1. Same experience as my non-Linux coworkers, so we can share learnings and processes

2. Scheduled tasks that run locally ( https://support.claude.com/en/articles/13854387-schedule-rec... ) importantly different from Claude Code routines

3. Multiple projects/isolated memories in the same folder

4. Better UI

  • > Scheduled tasks that run locally ( https://support.claude.com/en/articles/13854387-schedule-rec... ) importantly different from Claude Code routines

    What do people do with these? I don't use Claude but when I did I couldn't think of anything useful to do with the routines. I'm probably not being imaginative enough.

    • At work, I have my Claude set up to go through the issue tracker, source control, dashboards, team Slack channels, calendar appointments, and have it look for things like upcoming scheduling issues and deadlines that might get tough. A lot of those services need a corporate VPN or access to my local machine for the LLM to get the information right.

      Nothing I can't do myself (and generally I do keep an eye on that sort of thing), but it did catch a holiday for my foreign team members that seemed to have gone unnoticed, and remarked about a status mismatch between Jira and source control that made the dashboard misrepresent progress. It's not much, but it's an extra little check that works quite well.

      Another trick I'm experimenting with is having Claude rebase my open PRs waiting for review every day, and auto-solving conflicts when they arise. I don't trust it enough to let it push code to the repository, but I think I have the prompt set up in such a way that I might soon start using it.

    • Cowork is pretty useful for non-technical folk for things you'd traditionally just write a quick little bash or python script for (which really, is what Cowork is doing behind the scenes anyway).

      I've gotten good results using it at work for keeping track of expense receipts. I dump them into an "Inbox" folder and Claude will OCR them, convert any images to PDF, rename, and move them into year/month/date folders and classify them (cost centers, based on a mapping and examples I gave it). This runs daily, checking the Inbox directory for new items.

      My next step is getting it to pull them from my email automatically for me as well, or from a specific alias so when I take a pic of a receipt on the go I can just email it and have Claude rename and organize it for me, then it all gets sent off to AP at the end of the month.

      Non technical knowledge workers have all kinds of little admin tasks like that which Cowork can do for them, where previously they lacked the skills or will to just learn some python and script it themselves.

    • I’d like the thing to read my mail twice a day and tell me if I missed something important.

      Haven’t set it up because I’m horrified by the thought of it reading my mail.
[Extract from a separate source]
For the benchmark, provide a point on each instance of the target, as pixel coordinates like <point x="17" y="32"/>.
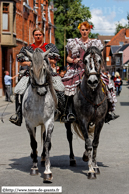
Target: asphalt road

Doubly so if it decides to do anything other than telling me if I missed something important.

The CLI is good for coding tasks but for other things non coding related, having the desktop app can be very useful

Mainly: true sandbox separation. I don't want the model having full access to my machine. With a dump format that Claude understands, I'm able to pass only the files I want Claude to see, and he can't break any of them. I don't care about setting up access lists and so on. I don't trust that the cli product will be properly sanboxed and it's quite clear their software offerings are largely aigen code, and I catch bugs from Claude every day. I also get useful stuff, so it's worth it, but definitely not worth it, imo, to grant it any access to my machine.